Badger cull to stop bovine TB to be trialled in England
- Published
Badger culling will be tried out in two areas of England in the new year in an attempt to tackle bovine TB in cattle, the government has said.
Environment Secretary Caroline Spelman said a decision would be made after the trials in yet-to-be-decided locations on extending it across the country.
"Evidence shows that unless we tackle the disease in badgers we'll never eradicate it in cattle", she told MPs.
"We need to stop it spreading, bring it under control and eradicate it."
Strong feelings
Mrs Spelman said she knew there was "a great strength of feeling on the issue" and realised how much opposition there was to a cull, but action had to be taken before the situation got worse.
"We can't escape the fact that the evidence supports the case for the controlled reduction of the badger population in the areas affected by bovine TB," she said.

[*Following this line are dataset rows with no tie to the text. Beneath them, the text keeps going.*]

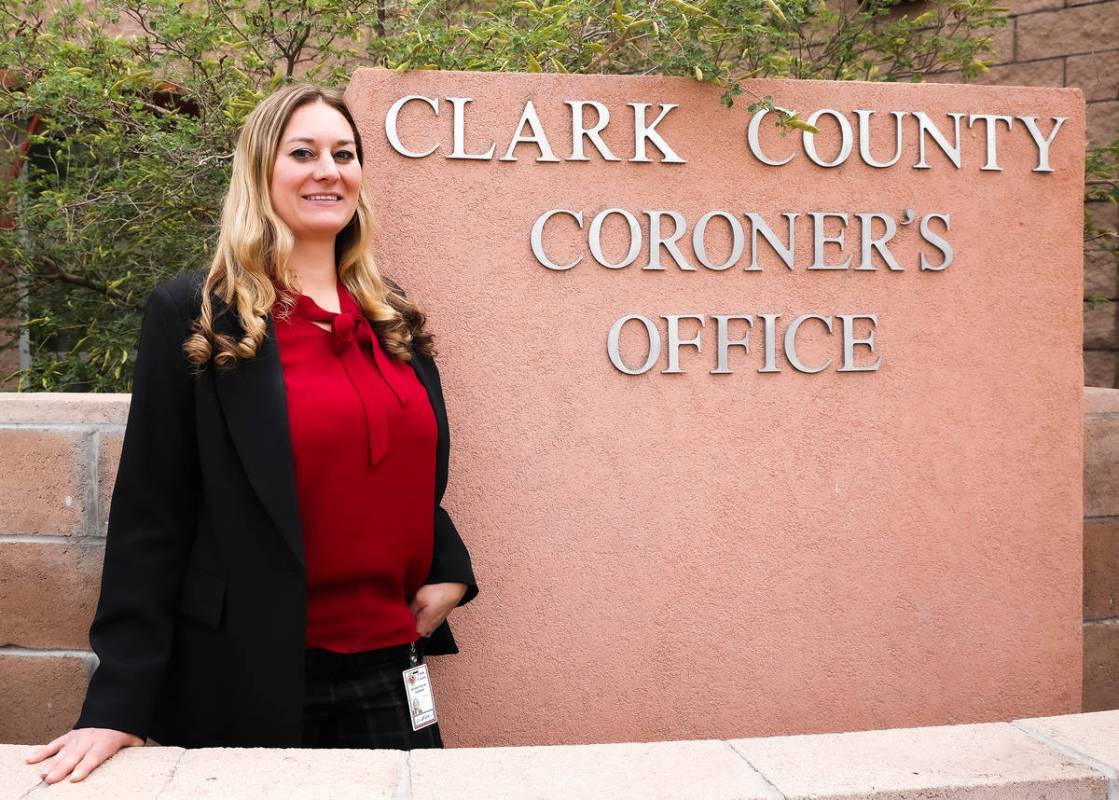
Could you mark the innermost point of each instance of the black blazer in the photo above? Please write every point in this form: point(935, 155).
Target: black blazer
point(201, 619)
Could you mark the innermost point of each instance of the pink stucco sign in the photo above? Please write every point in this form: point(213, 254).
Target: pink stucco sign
point(752, 433)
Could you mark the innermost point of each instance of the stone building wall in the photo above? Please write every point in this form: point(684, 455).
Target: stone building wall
point(1069, 43)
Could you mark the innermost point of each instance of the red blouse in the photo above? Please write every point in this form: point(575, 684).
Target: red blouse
point(363, 439)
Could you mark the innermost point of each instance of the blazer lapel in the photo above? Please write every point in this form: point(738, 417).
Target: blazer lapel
point(255, 406)
point(424, 372)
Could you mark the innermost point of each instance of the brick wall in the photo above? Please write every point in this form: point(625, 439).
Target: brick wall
point(58, 457)
point(1101, 549)
point(1069, 43)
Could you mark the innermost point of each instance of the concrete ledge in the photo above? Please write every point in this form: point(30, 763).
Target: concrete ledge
point(1066, 758)
point(63, 408)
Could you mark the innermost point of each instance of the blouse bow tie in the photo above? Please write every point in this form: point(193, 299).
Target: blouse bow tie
point(350, 333)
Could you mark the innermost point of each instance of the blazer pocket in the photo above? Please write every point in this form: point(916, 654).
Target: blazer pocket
point(201, 598)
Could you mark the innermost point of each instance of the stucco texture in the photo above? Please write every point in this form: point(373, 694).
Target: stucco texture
point(695, 555)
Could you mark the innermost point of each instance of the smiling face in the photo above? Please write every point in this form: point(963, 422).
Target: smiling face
point(316, 177)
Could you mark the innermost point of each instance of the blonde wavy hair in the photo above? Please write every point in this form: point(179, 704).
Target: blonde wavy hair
point(254, 245)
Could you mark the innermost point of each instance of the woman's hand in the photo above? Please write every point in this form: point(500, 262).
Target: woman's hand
point(81, 752)
point(433, 603)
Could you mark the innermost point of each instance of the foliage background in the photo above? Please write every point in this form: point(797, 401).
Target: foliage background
point(132, 134)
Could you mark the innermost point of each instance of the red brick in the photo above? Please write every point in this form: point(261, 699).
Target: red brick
point(1003, 44)
point(1101, 368)
point(1101, 466)
point(1100, 328)
point(1102, 214)
point(1101, 274)
point(43, 696)
point(46, 476)
point(48, 593)
point(1102, 122)
point(1046, 73)
point(1101, 571)
point(1068, 31)
point(1096, 73)
point(109, 459)
point(1101, 666)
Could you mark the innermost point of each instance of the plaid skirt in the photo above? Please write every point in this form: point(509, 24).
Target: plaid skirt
point(356, 700)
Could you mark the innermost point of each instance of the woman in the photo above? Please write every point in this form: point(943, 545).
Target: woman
point(276, 548)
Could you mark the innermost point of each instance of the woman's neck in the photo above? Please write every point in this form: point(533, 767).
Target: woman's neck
point(313, 264)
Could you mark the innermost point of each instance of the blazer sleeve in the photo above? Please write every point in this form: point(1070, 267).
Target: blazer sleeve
point(450, 561)
point(151, 525)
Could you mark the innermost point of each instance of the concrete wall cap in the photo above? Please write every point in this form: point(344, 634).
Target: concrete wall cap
point(64, 407)
point(1068, 758)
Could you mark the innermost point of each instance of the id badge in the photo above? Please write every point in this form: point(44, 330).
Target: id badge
point(421, 699)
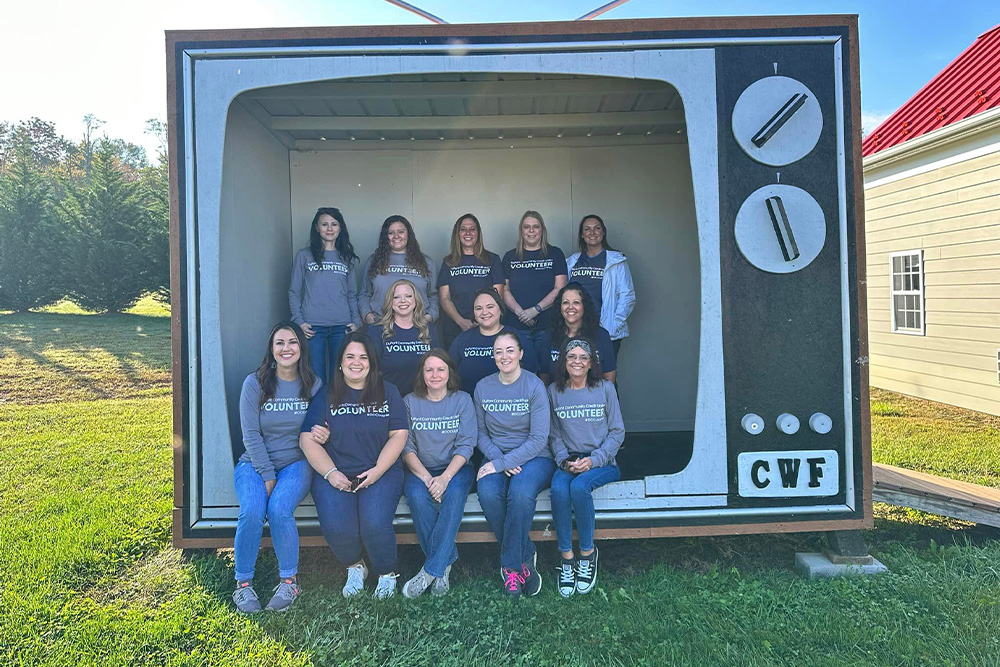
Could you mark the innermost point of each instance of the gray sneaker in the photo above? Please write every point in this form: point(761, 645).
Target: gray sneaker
point(416, 586)
point(441, 585)
point(386, 586)
point(285, 593)
point(356, 575)
point(245, 598)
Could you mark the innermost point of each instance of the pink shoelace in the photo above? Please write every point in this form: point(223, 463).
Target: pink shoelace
point(514, 578)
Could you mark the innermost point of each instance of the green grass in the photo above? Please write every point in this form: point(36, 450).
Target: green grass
point(87, 575)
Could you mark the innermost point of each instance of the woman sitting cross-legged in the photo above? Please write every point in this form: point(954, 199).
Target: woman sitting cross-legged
point(358, 478)
point(438, 448)
point(272, 477)
point(513, 422)
point(587, 431)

"The impacts of this terrible disease also show us that we need to act now. We cannot keep delaying. Having listened to all sides of the debate, I believe that this approach is the right one to make."
Mrs Spelman told the House of Commons that nearly 25,000 cattle were slaughtered in England last year because of bovine TB, and over the next 10 years the cost to the taxpayer was set to reach £1bn.
An extra £250,000 would be made available each year for vaccinations but the animals would have to be trapped and caged before a vaccine could be injected.
Animal cruelty?
Opponents argue that shooting badgers is unnecessary and cruel and that there should be more focus on developing TB vaccines.
Paul Wilkinson, Head of Living Landscape for The Wildlife Trusts, said: "A badger cull is the wrong tool to address this serious and complex problem and a distraction from other measures to tackle bovine TB.
"An industry-led cull with open shooting in the countryside is untested and these pilots will not provide a scientific evaluation of the impact on bovine TB.
"The government's priority should be preventing transmission of the disease on-farm, through improved biosecurity, badger vaccination and making swift progress on a cattle vaccine."
Mrs Spelman said that an oral vaccine was "still years away" and it was impossible to say when it would be available.
'Terrible disease'
The government hopes the cull will lead to a 16% reduction in bovine TB.
Shadow environment secretary Mary Creagh also criticised the plans for their potential costs to farmers, saying that they "depend on farmers hiring people to free shoot badgers at night".
The method "had never been scientifically assessed as a way of controlling bovine TB", she added.
But the NFU President, Peter Kendall, said he commended Defra's decision.
He said: "We must tackle this terrible disease, a disease that sees tens of thousands of cattle destroyed each and every year.
"The most recent science shows badger controls are absolutely necessary, together with cattle controls, to get on top of TB. No other country in the world has successfully tackled this devastating disease without first addressing the reservoir of TB in the wildlife.
"However, I want to remind everyone this has never been about eradicating badgers; this is about eradicating disease."
Opposition groups claim to have gathered 100,000 signatures for petitions opposing the policy, and plans have been announced to mount a legal challenge.
Marina Pacheco, from the Mammal Society, said: "The government has based its culling policy on flawed science, while proper research seems to have been disregarded in the lurch towards a policy fix."
Mark Jones, of Humane Society International UK, criticised Defra for backing the culls despite "compelling scientific evidence that it will be ineffective, hugely damaging to local populations and cruel".
It plans to challenge the trial on the grounds that it breaches an international convention on wildlife conservation.